Tak terasa waktu sudah mengantarkanku pada penghujung masa pengabdian. Suatu hari yang tak pernah terbayangkan dengan jelas dalam benakku. Suatu hari dimana segala rasa akan terlebur menjadi satu. Layaknya ketujuh warna pelangi yang terspektrumisasi menjadi cahaya putih nan terang. Air mata bahagia dan tangis sedih mengingatkan pada setiap jengkal memori yang pernah terjadi. Akankah masa itu akan datang kembali, walaupun roda masa takkan pernah bergulir kembali.

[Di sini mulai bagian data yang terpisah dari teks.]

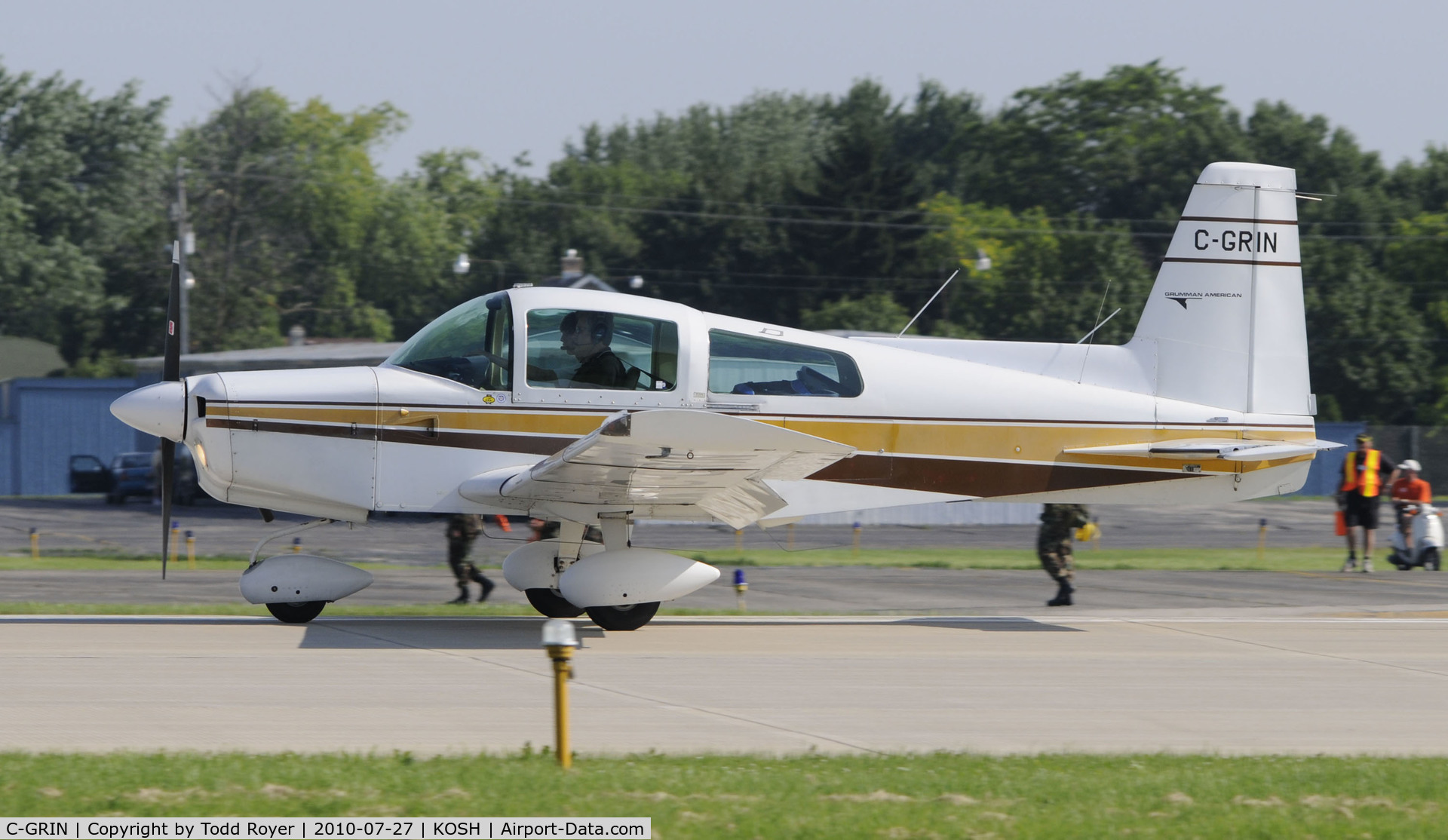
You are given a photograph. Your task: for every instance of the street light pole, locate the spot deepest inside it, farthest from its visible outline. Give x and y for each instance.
(187, 247)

Engkau adalah sebuah kisah, yang dituliskan dengan tinta emas oleh para penulis yang handal merangkai kata. Engkau adalah sebuah lukisan yang dipadukan beragam warna sehingga tercipta suatu karya besar nan eksotis. Tak lekang oleh zaman, walau matahari dan bulan silih berganti menemanimu.
Merajut kain asa karya imajinasi, menanam pohon cita-cita di atas tanahmu nan wangi. Menempa jiwa dan ragaku di dalam kawah candradimuka layaknya seorang ksatria. Di antara langit dan bumimu aku mengolah hidup. Di antara hitam dan putih warnamu aku mengolah kepastian. Di antara suka dan duka aku mengolah keteguhan. Dan diantara hidup dan mati aku mengolah kegagahan.

Akankah semua akan tetap adanya? Sementara lembaran demi lembaran terus bertambah. Lembaran-lembaran yang usang pun digantikan dengan lembaran-lembaran yang kesat dan harum. Sementara kisah ini harus terus berlanjut sampai akhir masa. Kisah ini tak boleh berakhir. Sebab jika itu terjadi, sebuah karya besar dalam sejarah peradaban bangsa ini akan musnah. Hanya tinggal kisah yang diturunkan oleh setiap pembacanya hingga batas tertentu dari anak-cucu keturunan mereka. Jangan kau buang lembaran-lembaran lama itu! Agar kisah yang diturunkan kepada generasi nanti menjadi sempurna. Agar karya besar bangsa ini bisa tetap terus mengajarkan kebijaksaan bagi anak bangsanya.
Aku berhutang besar padamu.  Setiap hela nafas yang kuhirup, setiap tanah yang kujejak, setiap tetes air yang mengalir dalam tubuhku mungkin akan berbicara, “Betapa tak tau dirinya kau jika hutang ini tak kau tuntaskan! Kau berhutang kepada dua ratus juta rakyat negerimu!” Sekejap tubuhku bergetar hingga tak kuat lagi menahan air mata . Ratusan juta rakyat negeri ini menuntut hutangnya untuk segera dilunasi. Lalu apa yang dapat kulakukan? Aku semakin terdesak dan bertekad dalam hati. Lihatlah nanti, sepuluh, dua puluh, tiga puluh tahun lagi aku akan kembali. Membawa bingkai bertabur berlian sebagai penyempurna lukisan ini. Akan kubawa pula sampul berlapis emas  untuk mempercantik wajah catatan karya besar bangsa ini. Doakan aku, semoga tekadku sekeras baja dan tak tergerus oleh air kenistaan. Saat kumulai langkah pertamaku, semua ini akan terkenang hingga ajal menjemputku nanti pada langkah terakhir.